Les fournisseurs de services Internet redécouvrent les profits

Le Canada se classe aujourd’hui deuxième, derrière la Corée du Sud, au chapitre du taux de pénétration d’Internet.
Photo: Agence Reuters Le Canada se classe aujourd’hui deuxième, derrière la Corée du Sud, au chapitre du taux de pénétration d’Internet.

Les fournisseurs de services Internet ont affiché l'an dernier des profits pour la première fois depuis 1999, ceux-ci ayant continué de réduire leurs dépenses d'exploitation, dont la plus importante composante découle des coûts de télécommunications, a indiqué hier Statistique Canada.
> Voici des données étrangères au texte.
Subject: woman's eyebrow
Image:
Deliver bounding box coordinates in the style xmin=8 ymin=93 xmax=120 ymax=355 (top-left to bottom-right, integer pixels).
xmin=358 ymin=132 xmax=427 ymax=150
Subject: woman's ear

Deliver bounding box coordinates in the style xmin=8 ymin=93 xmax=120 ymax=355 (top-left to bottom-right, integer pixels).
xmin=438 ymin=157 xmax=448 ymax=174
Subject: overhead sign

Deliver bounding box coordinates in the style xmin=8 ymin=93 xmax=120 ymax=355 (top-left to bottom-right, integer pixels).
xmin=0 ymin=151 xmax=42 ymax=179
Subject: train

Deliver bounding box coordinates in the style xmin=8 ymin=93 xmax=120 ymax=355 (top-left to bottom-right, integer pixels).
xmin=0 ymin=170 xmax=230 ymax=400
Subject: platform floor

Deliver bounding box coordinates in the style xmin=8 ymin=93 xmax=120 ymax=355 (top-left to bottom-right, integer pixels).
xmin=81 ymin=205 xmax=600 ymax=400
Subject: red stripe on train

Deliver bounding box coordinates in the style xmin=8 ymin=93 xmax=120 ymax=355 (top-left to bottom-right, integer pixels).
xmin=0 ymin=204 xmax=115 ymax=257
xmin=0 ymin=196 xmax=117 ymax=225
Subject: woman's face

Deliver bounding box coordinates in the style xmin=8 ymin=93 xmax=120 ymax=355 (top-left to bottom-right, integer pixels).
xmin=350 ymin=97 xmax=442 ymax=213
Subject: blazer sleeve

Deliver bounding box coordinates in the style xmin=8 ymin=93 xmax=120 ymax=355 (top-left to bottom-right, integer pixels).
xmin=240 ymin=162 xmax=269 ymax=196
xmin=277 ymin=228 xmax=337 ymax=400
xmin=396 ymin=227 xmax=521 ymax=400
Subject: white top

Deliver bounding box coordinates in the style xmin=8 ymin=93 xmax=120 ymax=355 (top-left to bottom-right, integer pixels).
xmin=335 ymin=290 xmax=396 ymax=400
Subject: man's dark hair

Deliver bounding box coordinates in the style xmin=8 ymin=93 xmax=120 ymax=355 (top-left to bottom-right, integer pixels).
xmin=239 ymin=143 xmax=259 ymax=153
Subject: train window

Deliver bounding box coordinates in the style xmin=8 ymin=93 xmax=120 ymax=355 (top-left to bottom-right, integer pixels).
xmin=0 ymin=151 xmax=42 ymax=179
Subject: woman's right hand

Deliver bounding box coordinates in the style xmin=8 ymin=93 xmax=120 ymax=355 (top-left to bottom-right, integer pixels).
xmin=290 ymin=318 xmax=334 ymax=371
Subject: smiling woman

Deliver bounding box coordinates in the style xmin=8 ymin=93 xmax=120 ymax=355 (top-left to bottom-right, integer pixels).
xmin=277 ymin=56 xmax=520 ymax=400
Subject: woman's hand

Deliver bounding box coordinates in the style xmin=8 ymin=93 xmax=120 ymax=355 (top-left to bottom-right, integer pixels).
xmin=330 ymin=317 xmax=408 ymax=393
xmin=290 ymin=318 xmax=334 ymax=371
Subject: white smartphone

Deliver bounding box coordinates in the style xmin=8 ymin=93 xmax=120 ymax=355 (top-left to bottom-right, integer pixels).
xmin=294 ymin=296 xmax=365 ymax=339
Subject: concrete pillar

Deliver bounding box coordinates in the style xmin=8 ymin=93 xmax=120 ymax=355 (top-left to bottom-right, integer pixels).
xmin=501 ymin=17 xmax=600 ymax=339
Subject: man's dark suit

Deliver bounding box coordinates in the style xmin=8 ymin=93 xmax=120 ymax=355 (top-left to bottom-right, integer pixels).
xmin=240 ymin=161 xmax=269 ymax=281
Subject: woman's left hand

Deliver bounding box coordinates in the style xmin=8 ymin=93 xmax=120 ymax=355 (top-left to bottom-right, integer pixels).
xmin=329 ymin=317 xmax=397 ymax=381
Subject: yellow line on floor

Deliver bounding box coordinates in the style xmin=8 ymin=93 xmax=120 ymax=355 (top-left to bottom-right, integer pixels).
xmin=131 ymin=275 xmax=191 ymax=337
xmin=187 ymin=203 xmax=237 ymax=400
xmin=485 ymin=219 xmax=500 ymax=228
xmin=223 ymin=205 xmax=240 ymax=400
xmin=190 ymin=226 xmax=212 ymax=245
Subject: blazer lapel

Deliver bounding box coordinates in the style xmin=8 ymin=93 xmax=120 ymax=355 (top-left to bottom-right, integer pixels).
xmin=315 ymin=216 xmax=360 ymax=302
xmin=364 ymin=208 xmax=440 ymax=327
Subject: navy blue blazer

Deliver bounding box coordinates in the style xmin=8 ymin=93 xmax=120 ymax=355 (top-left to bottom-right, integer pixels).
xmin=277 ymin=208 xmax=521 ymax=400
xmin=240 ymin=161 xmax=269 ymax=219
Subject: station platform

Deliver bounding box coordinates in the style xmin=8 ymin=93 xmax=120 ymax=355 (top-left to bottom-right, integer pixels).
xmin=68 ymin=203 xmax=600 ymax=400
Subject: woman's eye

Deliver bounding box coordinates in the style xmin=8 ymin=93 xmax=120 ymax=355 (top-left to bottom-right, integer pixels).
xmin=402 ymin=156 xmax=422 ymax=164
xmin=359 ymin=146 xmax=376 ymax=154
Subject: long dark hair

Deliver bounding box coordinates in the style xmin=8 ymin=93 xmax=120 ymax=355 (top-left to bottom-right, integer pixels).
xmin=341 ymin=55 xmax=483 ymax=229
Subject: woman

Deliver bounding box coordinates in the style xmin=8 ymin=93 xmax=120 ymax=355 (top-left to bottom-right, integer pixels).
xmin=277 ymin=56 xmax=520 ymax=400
Du même souffle, l'agence fédérale dévoilait une deuxième étude, sur l'industrie du développement de logiciels et des services informatiques, dans laquelle elle fait état d'une solide croissance des revenus en 2003, accompagnée de profits stables. Or, au même moment, alors que le dollar canadien remontait de plus de 20 %, les exportations étaient en baisse de 3,7 % par rapport à 2002, a-t-elle précisé.

L'enquête de l'agence fédérale sur les fournisseurs Internet, qui exclut les entreprises classées dans le secteur de la câblodistribution et de la distribution d'émissions de télévision, indique que, pour chaque dollar de revenu, ils ont engrangé en 2003 un profit de 16 ¢, comparativement à une perte de 5 ¢ en 2002. Quant aux revenus, ils ont progressé l'an dernier de 8 % à 1,6 milliard, un taux de croissance que Statistique Canada estime «élevé» bien qu'il s'avère inférieur aux rythmes de 13 % de 2002 et de 27 % de l'année précédente.

À ces revenus se butaient toutefois d'impressionnantes hausses des dépenses d'exploitation, dont la progression de 2000 à 2001, par exemple, se chiffrait à rien de moins qu'un taux fulgurant de 35 %. C'est l'époque où la population délaissait de plus en plus la connexion Internet par téléphone au profit de la connexion hausse vitesse, un mouvement de masse faisant en sorte que le Canada se classe aujourd'hui deuxième, derrière la Corée du Sud, au chapitre du taux de pénétration.

Mais les entreprises ont plus ou moins appliqué les freins par la suite, de sorte que les dépenses encourues en 2003 ont diminué de 13 % à 1,3 milliard. «Après une période d'augmentation importante des dépenses d'exploitation à la fin des années 1990, les fournisseurs de services Internet ont réussi en 2003 à réduire leurs dépenses pour une deuxième année consécutive», a indiqué Statistique Canada dans son rapport. «Le fait que les revenus ont continué d'augmenter et que les dépenses ont diminué de nouveau a permis aux fournisseurs de faire un profit.»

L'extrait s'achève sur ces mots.